I have been thinking about something. In Joshua Foer’s Moonwalking with Einstein, he writes about how when you do the same thing every day, time passes in an instant—days become months, months become years, and you look back and it has all flown past. But if you pack memories and novelty into your experience of minutes, time will unfold. This means that taking trips and going to new restaurants and having out-of-the-ordinary experiences will make a life feel longer, more lived. I am thinking this might explain why people must say the most repeated thing I’ve heard so far about parenting: “Enjoy this now! It goes so fast!” I don’t want this to go fast. I don’t want having a baby to mean that my life has turned boring.
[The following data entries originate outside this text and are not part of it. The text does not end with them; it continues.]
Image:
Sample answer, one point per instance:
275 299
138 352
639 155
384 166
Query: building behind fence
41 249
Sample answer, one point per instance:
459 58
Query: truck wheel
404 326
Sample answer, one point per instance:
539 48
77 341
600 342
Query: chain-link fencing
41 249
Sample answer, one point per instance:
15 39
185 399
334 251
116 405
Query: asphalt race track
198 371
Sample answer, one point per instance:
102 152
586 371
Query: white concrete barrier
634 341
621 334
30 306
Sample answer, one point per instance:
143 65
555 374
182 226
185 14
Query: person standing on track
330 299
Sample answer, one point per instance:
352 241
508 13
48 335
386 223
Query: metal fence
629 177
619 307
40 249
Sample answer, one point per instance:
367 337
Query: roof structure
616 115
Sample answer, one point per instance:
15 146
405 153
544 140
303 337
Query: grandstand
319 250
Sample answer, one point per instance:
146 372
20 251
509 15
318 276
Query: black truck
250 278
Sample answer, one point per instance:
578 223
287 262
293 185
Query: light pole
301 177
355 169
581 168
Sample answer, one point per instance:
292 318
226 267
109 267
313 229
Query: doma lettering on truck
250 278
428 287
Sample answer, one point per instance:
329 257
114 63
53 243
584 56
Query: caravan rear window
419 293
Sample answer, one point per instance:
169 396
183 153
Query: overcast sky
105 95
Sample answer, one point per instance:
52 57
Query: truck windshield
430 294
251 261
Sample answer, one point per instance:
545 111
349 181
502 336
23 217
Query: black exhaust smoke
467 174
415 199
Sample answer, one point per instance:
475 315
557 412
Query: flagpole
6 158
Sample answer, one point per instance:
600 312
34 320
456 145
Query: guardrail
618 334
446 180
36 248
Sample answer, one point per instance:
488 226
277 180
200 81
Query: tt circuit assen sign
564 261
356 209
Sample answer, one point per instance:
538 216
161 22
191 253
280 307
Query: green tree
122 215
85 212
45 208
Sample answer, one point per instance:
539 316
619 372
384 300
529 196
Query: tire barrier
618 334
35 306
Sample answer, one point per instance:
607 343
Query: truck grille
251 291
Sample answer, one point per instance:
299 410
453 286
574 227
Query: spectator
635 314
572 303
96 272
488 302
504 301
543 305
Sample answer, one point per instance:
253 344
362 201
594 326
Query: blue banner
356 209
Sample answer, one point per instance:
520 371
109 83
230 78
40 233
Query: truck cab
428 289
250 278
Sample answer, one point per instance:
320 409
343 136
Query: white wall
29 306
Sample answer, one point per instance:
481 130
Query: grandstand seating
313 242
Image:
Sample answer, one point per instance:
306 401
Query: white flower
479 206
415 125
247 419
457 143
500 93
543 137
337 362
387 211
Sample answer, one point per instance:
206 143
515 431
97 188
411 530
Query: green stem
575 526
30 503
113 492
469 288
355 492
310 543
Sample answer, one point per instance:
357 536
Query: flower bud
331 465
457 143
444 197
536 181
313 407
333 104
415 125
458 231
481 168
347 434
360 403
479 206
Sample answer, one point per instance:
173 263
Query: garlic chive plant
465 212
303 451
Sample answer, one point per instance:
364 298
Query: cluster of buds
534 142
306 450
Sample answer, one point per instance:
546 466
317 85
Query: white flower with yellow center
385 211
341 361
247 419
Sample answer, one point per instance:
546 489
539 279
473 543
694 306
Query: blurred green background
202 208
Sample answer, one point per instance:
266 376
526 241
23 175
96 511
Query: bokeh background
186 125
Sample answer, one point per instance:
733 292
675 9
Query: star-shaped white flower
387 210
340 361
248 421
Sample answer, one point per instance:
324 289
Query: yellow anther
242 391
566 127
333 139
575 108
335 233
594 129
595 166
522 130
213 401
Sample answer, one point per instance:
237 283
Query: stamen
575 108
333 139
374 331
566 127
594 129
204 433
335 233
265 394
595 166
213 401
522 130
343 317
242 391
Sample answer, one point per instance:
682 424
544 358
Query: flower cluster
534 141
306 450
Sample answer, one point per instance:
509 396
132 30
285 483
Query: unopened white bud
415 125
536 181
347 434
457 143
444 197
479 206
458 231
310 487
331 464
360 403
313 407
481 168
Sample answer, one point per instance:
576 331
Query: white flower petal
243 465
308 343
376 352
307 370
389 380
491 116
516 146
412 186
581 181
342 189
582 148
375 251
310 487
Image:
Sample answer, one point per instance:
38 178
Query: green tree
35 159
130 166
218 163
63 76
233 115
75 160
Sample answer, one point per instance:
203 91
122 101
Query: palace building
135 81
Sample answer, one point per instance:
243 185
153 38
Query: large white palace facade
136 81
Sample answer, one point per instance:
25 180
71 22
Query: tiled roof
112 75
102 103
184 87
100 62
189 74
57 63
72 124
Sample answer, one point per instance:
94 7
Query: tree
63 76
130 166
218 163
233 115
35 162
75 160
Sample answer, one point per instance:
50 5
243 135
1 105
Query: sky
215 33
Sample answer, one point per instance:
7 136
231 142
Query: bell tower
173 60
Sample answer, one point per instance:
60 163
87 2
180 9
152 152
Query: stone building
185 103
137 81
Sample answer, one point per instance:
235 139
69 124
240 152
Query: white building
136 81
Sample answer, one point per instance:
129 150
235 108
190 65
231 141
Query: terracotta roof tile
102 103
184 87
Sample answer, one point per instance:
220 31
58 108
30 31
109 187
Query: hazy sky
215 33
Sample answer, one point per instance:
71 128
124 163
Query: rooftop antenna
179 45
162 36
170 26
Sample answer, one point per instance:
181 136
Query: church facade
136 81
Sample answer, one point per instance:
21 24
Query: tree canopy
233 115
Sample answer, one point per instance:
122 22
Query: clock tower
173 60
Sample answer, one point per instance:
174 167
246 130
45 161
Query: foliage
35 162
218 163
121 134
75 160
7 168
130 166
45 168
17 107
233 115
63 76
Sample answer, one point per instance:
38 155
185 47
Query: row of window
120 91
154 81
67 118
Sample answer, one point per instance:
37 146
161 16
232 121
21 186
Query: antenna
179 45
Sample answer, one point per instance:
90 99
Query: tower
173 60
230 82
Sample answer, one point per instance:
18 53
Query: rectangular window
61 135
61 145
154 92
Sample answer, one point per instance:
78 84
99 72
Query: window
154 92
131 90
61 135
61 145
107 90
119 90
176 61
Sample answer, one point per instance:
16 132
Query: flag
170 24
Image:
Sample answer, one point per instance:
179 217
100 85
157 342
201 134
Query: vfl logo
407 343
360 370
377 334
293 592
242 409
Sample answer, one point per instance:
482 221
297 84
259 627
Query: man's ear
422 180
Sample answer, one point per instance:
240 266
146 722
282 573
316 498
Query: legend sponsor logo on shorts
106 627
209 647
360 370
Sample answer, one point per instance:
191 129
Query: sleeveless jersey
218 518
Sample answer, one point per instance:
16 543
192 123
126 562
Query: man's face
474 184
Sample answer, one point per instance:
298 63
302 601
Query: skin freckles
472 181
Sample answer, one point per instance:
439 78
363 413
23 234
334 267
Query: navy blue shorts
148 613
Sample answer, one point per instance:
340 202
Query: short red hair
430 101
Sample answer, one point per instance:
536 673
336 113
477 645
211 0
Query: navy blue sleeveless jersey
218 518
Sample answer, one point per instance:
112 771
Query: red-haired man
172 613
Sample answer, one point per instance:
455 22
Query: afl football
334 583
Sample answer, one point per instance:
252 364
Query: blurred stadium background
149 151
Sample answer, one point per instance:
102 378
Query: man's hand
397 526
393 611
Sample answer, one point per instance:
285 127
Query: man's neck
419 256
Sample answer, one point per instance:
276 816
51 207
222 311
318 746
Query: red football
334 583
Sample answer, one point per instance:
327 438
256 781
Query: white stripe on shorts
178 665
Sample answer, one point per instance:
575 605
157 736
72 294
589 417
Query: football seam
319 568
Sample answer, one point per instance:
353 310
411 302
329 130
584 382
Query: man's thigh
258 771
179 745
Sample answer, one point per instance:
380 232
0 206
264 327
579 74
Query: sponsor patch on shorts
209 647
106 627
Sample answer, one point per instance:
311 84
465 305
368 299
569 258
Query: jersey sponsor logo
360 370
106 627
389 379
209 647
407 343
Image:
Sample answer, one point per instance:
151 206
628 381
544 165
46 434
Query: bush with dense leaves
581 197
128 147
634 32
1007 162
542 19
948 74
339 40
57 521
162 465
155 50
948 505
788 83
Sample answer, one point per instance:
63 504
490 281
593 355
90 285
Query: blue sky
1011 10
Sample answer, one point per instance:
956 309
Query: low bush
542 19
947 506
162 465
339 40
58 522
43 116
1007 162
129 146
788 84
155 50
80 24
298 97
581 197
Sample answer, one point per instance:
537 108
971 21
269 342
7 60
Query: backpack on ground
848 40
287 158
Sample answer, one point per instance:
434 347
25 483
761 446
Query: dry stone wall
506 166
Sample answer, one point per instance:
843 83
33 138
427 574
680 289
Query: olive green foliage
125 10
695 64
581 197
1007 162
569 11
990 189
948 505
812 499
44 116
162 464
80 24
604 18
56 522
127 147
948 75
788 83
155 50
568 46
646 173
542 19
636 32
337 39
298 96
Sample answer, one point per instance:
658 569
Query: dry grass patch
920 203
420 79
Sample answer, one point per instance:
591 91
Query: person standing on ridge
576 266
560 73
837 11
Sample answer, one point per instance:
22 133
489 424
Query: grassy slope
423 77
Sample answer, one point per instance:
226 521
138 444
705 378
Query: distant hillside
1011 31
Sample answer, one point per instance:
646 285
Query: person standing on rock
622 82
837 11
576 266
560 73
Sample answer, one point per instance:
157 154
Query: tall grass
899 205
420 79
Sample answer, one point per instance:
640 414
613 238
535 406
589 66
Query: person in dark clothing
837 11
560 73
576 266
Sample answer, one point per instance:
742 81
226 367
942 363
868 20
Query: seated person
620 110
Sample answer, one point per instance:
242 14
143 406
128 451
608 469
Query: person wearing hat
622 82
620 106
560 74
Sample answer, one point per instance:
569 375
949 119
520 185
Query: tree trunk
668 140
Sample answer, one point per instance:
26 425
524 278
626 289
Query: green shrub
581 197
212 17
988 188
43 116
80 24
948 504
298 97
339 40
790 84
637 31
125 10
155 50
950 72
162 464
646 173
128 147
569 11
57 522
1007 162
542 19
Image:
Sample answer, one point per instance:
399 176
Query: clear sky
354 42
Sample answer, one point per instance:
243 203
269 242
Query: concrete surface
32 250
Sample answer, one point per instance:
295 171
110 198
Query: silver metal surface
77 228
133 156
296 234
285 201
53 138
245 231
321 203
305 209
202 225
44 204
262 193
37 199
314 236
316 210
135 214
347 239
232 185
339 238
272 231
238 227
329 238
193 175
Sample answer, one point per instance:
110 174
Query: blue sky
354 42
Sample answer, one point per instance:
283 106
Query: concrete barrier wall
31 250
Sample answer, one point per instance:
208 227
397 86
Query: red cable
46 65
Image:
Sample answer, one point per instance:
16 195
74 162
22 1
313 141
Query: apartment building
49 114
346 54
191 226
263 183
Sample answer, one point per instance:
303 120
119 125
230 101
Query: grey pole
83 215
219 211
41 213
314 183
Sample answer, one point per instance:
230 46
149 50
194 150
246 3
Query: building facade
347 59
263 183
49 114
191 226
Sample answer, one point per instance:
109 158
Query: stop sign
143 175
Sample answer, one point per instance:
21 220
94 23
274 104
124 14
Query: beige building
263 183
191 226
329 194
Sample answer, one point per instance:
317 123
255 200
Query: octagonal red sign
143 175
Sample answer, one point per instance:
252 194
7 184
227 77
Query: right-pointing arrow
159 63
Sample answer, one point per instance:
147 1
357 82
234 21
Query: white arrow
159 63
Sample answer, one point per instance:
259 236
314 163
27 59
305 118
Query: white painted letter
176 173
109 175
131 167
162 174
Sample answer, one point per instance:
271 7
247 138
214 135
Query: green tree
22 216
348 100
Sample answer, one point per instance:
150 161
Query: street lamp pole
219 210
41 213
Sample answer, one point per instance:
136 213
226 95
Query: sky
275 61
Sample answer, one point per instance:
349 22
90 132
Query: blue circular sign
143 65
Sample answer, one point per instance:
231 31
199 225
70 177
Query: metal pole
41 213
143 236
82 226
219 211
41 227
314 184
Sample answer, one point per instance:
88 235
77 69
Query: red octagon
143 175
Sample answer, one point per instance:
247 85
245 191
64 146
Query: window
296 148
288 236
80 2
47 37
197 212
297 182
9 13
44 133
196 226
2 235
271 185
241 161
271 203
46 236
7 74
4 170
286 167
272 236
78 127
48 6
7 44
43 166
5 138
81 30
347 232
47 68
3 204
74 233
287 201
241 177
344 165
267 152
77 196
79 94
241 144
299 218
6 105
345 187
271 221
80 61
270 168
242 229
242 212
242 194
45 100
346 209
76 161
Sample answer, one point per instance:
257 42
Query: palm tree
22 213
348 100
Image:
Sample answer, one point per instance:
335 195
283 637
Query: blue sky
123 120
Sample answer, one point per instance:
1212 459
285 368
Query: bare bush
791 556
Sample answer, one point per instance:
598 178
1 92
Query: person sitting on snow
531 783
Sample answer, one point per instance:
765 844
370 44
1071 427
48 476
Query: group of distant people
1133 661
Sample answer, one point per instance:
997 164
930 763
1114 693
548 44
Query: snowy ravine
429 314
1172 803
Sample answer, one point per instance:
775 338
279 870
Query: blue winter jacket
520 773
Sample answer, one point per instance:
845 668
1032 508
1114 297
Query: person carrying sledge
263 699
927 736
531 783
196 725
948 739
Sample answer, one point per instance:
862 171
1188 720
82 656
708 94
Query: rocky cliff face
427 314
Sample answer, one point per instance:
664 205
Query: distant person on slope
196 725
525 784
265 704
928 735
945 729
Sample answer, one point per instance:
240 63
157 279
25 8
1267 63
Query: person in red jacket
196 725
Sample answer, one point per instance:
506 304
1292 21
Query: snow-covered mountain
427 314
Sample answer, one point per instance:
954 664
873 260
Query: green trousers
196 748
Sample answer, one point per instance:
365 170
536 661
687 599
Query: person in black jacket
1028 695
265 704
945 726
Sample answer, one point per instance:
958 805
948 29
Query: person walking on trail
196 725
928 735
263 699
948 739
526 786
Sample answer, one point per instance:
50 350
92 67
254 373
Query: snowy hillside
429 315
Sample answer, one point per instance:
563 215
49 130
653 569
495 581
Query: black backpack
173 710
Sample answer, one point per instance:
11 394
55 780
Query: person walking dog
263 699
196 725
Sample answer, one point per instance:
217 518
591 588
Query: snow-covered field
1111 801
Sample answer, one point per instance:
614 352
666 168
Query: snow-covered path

Six months have, in fact, felt fast, but they’ve also stretched out beyond my comprehension of a pile of days. I feel like a planet orbiting a different track and looking back at the all the people still on the old one (the track on which planets move at a sensical and consistent pace because they are planets on which people sleep). We have not been bored. We went to Kauai and drank milk from five-dollar coconuts, we hiked up ocean-side cliffs, we hid Z under a striped umbrella on the beach and drank gin and orange juice and ginger ale, we came home and we met new neighbors, we celebrated new pregnancies, we witnessed the births of our friends' children, we snowshoed with our friends and their baby up to an old, sun-shot mine. We ate Mississippi catfish and squid spaghetti neri on my thirtieth birthday, we traveled to Boston in a snowstorm, we stayed with friends with walls of art and wooden measuring spoons and a Ukrainian grandma who calls Z "zaichik malenka" (small rabbit). We cut down the sumac tree, we stained the fence, we walked for miles, we rearranged the furniture, our days, our lives, for a crazy little foot-long addition to everything that had begun to seem normal. If I was bored, it was in the middle of the night when I was awake and she wasn’t, and I was thinking about how many people do this and how strong all those random, maybe weak-seeming people must be to be new parents because this shit is hard. Harder and better than I would have ever believed. See--even the childrearing clichés have become truer than I ever expected ("Your life will never be the same," "You'll never sleep again," "You'll worry till the day you die.")
I think that time must only collapse or unfold when you are looking back at it, because right now, time has no bearing besides the weeks left before I go to Alaska, and I don’t know right now if it feels like Zaley just arrived or like her growly breath has been been beside mine all my life. Luke left a week ago and he’s in Port Townsend, Washington, grinding down a deck under a shower of sparks and getting ready for weeks at sea sending black cod through an on-board guillotine, which he is proud of and which disgusts me. I, meanwhile, take photos and send the ones that look like real life to him--me tired, the baby beautiful--wishing I still learned at the rate of an infant. Eating! Walking! Language! Language!--the wildness of this when considered and witnessed.
Zaley started eating avocados this week. I started writing. I feel like I’m pushing the words out like she does the fruit. It runs down her chin in chunks and she purses her lips each time I reintroduce it. No! It's not good! Stop forcing it! It snowed last night and it will be 75 on Friday. The spring moves forward and the clocks just did too, and I hope I remember enough of right now for this new part of life to feel long, but not too long, for sleep to come but not so much of it that I will not have those moments to wake up in the middle of the night and do what my mom always did, but which I never understood or which I maybe even thought was sentimental, and that is just staring at those perfect clamped eyelids, criss-crossed by scratchy maroon veins, a pulse hammering its own rhythm under skim milk skin, this miracle, this miracle of sucking and (rare but exquisite) sleeping and pumping to all extremities the same blood that I saw on the ultrasound before I knew I would do such things and feel doubled over and doubled instead of just being one being.